Das BGB definiert die Erbengemeinschaft als eine Gruppe von Personen, die in der gleichen Erbrangfolge stehen. Der Nachlass des Verstorbenen geht deshalb zu gleichen Anteilen an sie. Die Personen sind aufgrund der Erbgemeinschaft Miterben, eine einzelne Person ist dagegen Alleinerbe.

Erbengemeinschaft: So entsteht sie

Die Erbengemeinschaft an sich hat keine Rechtsfähigkeit. Dies bedeutet, dass keiner der Erben für die Gemeinschaft handeln kann. Schließt eine Person der Erbengemeinschaft mit Dritten einen Vertrag bezüglich des Erbes ab, so gilt er nur für diese Person. Die Miterben sind im Vertrag rechtlich nicht eingeschlossen.

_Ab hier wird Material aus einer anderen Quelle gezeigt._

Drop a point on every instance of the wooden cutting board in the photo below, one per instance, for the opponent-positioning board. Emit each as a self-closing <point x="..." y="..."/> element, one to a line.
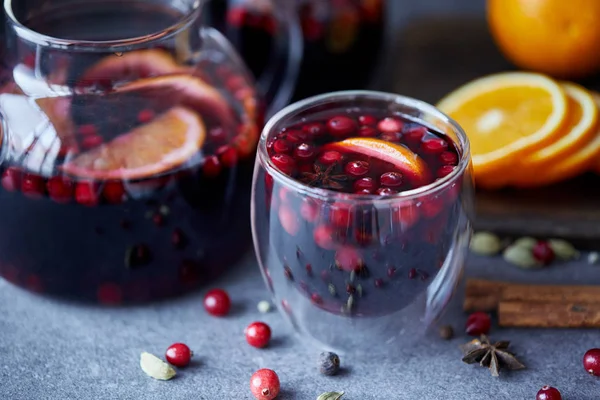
<point x="435" y="55"/>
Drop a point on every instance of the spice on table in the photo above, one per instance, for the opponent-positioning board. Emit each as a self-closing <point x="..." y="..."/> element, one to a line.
<point x="494" y="356"/>
<point x="330" y="396"/>
<point x="155" y="367"/>
<point x="329" y="363"/>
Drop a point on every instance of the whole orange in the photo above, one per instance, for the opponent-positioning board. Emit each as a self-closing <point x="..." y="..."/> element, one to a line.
<point x="556" y="37"/>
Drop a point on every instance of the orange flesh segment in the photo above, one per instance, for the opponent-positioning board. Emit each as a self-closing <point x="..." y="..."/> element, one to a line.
<point x="159" y="146"/>
<point x="404" y="159"/>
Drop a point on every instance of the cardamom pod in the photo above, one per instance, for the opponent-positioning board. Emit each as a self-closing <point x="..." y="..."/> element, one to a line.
<point x="155" y="367"/>
<point x="520" y="257"/>
<point x="485" y="243"/>
<point x="331" y="396"/>
<point x="563" y="249"/>
<point x="527" y="242"/>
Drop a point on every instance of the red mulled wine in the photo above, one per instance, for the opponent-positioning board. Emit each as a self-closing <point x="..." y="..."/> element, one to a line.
<point x="125" y="176"/>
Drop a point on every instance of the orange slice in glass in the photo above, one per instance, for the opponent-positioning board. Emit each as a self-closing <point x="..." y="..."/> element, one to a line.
<point x="151" y="149"/>
<point x="507" y="116"/>
<point x="404" y="159"/>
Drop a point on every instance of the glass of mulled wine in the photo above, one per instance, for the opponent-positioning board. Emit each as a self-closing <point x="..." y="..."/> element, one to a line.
<point x="361" y="211"/>
<point x="129" y="132"/>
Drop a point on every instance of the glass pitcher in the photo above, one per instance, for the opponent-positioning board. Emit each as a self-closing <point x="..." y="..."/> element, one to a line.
<point x="129" y="131"/>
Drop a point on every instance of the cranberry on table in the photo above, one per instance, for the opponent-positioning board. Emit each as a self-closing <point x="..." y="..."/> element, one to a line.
<point x="179" y="355"/>
<point x="258" y="334"/>
<point x="478" y="323"/>
<point x="264" y="384"/>
<point x="591" y="362"/>
<point x="217" y="303"/>
<point x="548" y="393"/>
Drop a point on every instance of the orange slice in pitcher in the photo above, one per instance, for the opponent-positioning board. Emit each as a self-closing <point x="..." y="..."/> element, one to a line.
<point x="159" y="146"/>
<point x="404" y="159"/>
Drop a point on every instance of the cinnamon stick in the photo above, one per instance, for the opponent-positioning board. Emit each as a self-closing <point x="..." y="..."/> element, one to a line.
<point x="548" y="315"/>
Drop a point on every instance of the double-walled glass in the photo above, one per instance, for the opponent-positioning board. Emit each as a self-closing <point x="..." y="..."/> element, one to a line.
<point x="393" y="265"/>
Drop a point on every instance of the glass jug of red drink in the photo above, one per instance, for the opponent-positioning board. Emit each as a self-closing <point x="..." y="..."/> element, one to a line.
<point x="128" y="137"/>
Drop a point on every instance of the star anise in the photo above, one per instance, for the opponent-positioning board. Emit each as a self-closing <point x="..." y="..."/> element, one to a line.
<point x="324" y="178"/>
<point x="494" y="356"/>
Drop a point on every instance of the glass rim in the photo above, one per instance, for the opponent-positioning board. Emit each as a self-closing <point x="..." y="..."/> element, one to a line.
<point x="37" y="38"/>
<point x="347" y="95"/>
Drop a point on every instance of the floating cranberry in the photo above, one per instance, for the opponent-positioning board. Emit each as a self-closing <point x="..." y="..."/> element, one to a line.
<point x="33" y="186"/>
<point x="330" y="157"/>
<point x="341" y="125"/>
<point x="434" y="146"/>
<point x="323" y="236"/>
<point x="11" y="179"/>
<point x="391" y="179"/>
<point x="258" y="334"/>
<point x="179" y="355"/>
<point x="282" y="146"/>
<point x="591" y="362"/>
<point x="367" y="120"/>
<point x="86" y="193"/>
<point x="304" y="151"/>
<point x="217" y="303"/>
<point x="543" y="253"/>
<point x="113" y="192"/>
<point x="478" y="323"/>
<point x="548" y="393"/>
<point x="211" y="167"/>
<point x="284" y="163"/>
<point x="264" y="384"/>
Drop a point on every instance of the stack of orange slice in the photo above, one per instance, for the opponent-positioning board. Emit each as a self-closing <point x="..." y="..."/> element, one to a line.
<point x="527" y="130"/>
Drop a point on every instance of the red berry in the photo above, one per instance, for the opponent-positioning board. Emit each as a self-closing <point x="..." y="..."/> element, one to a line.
<point x="341" y="125"/>
<point x="179" y="355"/>
<point x="258" y="334"/>
<point x="264" y="384"/>
<point x="217" y="303"/>
<point x="548" y="393"/>
<point x="543" y="253"/>
<point x="478" y="323"/>
<point x="591" y="362"/>
<point x="60" y="189"/>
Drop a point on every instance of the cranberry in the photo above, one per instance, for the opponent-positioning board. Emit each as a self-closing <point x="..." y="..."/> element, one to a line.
<point x="217" y="303"/>
<point x="11" y="179"/>
<point x="366" y="183"/>
<point x="367" y="120"/>
<point x="60" y="189"/>
<point x="33" y="186"/>
<point x="304" y="151"/>
<point x="434" y="146"/>
<point x="543" y="253"/>
<point x="227" y="155"/>
<point x="548" y="393"/>
<point x="391" y="179"/>
<point x="86" y="193"/>
<point x="478" y="323"/>
<point x="211" y="167"/>
<point x="264" y="384"/>
<point x="113" y="192"/>
<point x="284" y="163"/>
<point x="390" y="125"/>
<point x="179" y="355"/>
<point x="258" y="334"/>
<point x="341" y="125"/>
<point x="449" y="158"/>
<point x="330" y="157"/>
<point x="445" y="171"/>
<point x="323" y="236"/>
<point x="281" y="146"/>
<point x="357" y="168"/>
<point x="591" y="362"/>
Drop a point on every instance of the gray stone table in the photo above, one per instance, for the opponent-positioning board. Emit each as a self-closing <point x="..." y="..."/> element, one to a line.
<point x="56" y="350"/>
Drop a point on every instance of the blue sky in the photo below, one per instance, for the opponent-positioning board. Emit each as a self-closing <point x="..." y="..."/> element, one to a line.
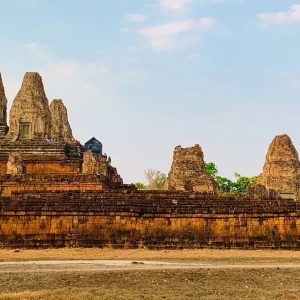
<point x="145" y="76"/>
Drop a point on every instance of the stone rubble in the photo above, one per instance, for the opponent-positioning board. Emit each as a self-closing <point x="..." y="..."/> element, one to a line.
<point x="188" y="171"/>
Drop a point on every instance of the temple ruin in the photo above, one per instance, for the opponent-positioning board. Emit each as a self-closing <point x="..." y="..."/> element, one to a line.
<point x="40" y="138"/>
<point x="281" y="171"/>
<point x="188" y="171"/>
<point x="56" y="192"/>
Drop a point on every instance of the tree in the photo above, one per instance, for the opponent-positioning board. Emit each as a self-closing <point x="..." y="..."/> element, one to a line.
<point x="156" y="179"/>
<point x="211" y="169"/>
<point x="140" y="186"/>
<point x="226" y="186"/>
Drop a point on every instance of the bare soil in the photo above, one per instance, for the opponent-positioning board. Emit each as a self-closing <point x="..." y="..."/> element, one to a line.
<point x="143" y="274"/>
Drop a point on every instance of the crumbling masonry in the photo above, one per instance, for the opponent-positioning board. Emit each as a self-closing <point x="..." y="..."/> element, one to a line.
<point x="55" y="192"/>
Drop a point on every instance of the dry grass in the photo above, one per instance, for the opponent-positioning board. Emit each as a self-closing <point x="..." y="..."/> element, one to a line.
<point x="149" y="284"/>
<point x="141" y="254"/>
<point x="206" y="283"/>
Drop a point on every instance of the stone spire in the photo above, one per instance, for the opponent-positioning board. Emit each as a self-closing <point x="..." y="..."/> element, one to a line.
<point x="30" y="115"/>
<point x="3" y="108"/>
<point x="188" y="171"/>
<point x="60" y="127"/>
<point x="281" y="168"/>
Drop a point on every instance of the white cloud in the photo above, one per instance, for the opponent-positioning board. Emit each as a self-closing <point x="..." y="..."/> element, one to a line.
<point x="174" y="35"/>
<point x="175" y="5"/>
<point x="281" y="17"/>
<point x="135" y="17"/>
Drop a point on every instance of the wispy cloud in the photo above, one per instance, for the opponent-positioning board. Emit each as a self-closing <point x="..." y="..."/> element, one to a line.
<point x="175" y="5"/>
<point x="178" y="34"/>
<point x="280" y="18"/>
<point x="136" y="17"/>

Eine Erbengemeinschaft kann daher auch nicht als solche im Grundbuch eingetragen werden. Jede einzelne Person muss bezeichnet werden. Eine Erwähnung der gesamthänderischen Bindung ist erforderlich.

Hinweis: Das bedeutet Gesamthandsgemeinschaft

Eine bildliche Umsetzung dieses Rechtsbegriffes macht ihn deutlich: Wie die Finger einer Hand nicht ohne diese funktionieren können, so können einzelne Personen einer Erbengemeinschaft nicht über den Nachlass entscheiden. Nur als „gesamte Hand“, also alle Erben miteinander, dürfen sie über den Nachlass verfügen.

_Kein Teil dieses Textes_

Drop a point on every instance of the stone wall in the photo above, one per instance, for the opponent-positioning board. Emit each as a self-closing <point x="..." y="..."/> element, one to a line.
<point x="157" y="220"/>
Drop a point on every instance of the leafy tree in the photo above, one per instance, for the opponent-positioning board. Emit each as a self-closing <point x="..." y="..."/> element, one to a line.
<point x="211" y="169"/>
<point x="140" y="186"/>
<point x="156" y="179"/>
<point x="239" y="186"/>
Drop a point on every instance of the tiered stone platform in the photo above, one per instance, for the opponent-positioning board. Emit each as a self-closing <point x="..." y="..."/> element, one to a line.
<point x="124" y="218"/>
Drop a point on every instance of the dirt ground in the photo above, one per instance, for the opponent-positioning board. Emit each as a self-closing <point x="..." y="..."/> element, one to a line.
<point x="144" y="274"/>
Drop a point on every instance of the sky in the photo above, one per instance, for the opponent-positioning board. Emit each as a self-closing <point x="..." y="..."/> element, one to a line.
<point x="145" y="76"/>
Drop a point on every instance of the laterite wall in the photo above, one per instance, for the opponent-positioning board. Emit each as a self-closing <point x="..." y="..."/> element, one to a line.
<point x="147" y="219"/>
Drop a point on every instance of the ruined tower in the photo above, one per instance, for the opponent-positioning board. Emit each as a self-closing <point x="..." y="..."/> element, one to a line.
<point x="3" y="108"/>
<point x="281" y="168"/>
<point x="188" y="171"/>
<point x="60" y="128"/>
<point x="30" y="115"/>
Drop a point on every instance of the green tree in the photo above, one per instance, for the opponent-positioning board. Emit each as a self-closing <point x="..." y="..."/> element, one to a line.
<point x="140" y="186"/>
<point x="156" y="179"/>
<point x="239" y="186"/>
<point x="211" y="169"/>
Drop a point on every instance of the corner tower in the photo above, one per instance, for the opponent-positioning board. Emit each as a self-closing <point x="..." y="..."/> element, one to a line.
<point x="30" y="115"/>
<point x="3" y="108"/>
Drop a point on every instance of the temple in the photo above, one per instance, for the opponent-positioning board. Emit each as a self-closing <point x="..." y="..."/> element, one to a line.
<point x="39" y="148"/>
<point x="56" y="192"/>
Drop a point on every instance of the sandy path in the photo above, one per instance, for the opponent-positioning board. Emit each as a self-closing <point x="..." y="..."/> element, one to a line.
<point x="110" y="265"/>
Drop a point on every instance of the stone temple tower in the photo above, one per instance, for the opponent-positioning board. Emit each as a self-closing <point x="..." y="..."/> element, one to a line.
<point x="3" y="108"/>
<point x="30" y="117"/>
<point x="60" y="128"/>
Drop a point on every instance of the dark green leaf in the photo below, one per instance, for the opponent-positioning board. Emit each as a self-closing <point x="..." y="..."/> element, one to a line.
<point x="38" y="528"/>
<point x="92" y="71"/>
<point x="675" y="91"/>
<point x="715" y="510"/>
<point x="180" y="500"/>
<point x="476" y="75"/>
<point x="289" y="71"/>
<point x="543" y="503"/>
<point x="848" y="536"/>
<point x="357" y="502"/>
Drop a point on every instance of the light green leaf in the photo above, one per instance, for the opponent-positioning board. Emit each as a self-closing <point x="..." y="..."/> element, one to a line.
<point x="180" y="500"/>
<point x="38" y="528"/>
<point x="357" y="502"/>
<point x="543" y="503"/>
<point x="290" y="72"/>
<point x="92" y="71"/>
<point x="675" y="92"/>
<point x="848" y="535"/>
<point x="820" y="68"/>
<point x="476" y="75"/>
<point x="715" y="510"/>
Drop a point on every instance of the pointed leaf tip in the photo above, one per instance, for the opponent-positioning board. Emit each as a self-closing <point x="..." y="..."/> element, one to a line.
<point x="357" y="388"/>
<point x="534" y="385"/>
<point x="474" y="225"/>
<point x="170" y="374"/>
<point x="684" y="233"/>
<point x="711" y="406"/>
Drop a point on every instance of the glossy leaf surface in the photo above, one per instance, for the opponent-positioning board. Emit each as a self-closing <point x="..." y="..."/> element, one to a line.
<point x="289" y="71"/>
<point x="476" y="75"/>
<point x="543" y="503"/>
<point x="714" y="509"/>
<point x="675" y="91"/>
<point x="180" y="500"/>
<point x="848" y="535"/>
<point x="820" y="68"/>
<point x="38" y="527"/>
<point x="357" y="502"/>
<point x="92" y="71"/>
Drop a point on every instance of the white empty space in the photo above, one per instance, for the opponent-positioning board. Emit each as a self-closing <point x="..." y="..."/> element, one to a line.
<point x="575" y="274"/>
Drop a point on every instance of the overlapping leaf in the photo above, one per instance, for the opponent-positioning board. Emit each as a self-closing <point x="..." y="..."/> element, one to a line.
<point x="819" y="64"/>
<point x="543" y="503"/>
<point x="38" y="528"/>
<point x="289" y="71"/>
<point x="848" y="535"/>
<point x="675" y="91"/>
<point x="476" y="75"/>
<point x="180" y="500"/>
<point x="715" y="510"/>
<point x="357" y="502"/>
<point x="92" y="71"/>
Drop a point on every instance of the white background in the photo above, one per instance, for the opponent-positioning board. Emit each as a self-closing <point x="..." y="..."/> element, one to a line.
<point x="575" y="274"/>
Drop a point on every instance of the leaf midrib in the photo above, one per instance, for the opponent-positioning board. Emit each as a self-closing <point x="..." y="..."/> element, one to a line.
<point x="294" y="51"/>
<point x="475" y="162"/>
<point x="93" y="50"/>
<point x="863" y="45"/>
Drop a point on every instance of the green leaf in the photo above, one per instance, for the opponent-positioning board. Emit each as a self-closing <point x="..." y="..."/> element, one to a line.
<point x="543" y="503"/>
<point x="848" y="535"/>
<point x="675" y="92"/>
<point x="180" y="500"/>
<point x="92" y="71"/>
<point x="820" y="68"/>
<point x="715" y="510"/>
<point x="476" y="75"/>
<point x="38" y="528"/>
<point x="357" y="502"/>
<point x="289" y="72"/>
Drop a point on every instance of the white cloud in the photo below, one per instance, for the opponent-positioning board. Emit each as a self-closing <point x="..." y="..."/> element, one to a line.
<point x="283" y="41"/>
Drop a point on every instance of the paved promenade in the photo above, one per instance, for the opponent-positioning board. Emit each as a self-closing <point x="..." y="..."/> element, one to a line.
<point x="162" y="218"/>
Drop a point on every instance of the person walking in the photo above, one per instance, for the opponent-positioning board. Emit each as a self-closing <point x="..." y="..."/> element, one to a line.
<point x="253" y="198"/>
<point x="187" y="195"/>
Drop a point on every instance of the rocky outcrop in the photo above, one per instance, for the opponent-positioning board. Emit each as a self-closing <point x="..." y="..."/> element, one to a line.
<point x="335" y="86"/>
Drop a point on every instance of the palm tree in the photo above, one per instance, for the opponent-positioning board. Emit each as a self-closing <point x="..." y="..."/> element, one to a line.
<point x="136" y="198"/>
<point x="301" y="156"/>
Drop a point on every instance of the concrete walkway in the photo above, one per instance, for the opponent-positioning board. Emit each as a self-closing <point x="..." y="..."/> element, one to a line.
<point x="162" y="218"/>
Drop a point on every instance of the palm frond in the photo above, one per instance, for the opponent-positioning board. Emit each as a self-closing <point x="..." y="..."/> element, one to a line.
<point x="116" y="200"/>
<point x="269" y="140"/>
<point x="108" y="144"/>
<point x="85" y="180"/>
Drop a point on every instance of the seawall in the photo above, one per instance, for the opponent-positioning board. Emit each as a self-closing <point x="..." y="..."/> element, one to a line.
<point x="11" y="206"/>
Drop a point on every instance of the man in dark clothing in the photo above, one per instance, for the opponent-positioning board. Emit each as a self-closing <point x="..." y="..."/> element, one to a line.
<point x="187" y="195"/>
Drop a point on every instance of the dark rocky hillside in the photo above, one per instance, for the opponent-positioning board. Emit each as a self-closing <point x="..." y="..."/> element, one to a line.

Wie kann das Erbe verwaltet werden?

Jedem Miterben steht jedoch das Recht zu, seinen Anteil zu verkaufen. Der Erbschaftsverkauf ist in § 2371 BGB geregelt. Der Verkauf muss notariell beurkundet werden.

Eine weitere Möglichkeit für die Erbengemeinschaft, ihre Rechte und Pflichten zumindest teilweise zu übertragen, ist die Gründung einer GbR. Bei der Gesellschaft bürgerlichen Rechts kann ein Geschäftsführer bestellt werden, der Rechtsgeschäfte im Namen der Erbengemeinschaft tätigt.

Erbschein: Nachweis für die Erben

Es ist grundsätzlich möglich, dass jeder einzelne Miterbe einen Erbschein beantragen kann. Dieser weist ihn gegenüber Dritten als Erben aus. Für ein gemeinsames Auftreten und Rechtsgeschäfte der Erbengemeinschaft reicht der Einzel-Erbschein jedoch nicht aus. Für sie ist ein gemeinschaftlicher Erbschein erforderlich. Mit diesem können die Erben die Angelegenheiten mit Versicherungen, Banken und dem Grundbuchamt regeln.

Was umfasst der gemeinschaftliche Erbschein?

Im gemeinschaftlichen Erbschein sind alle Miterben benannt. Auch die ihnen zustehenden Quoten werden in der Regel im Erbschein benannt.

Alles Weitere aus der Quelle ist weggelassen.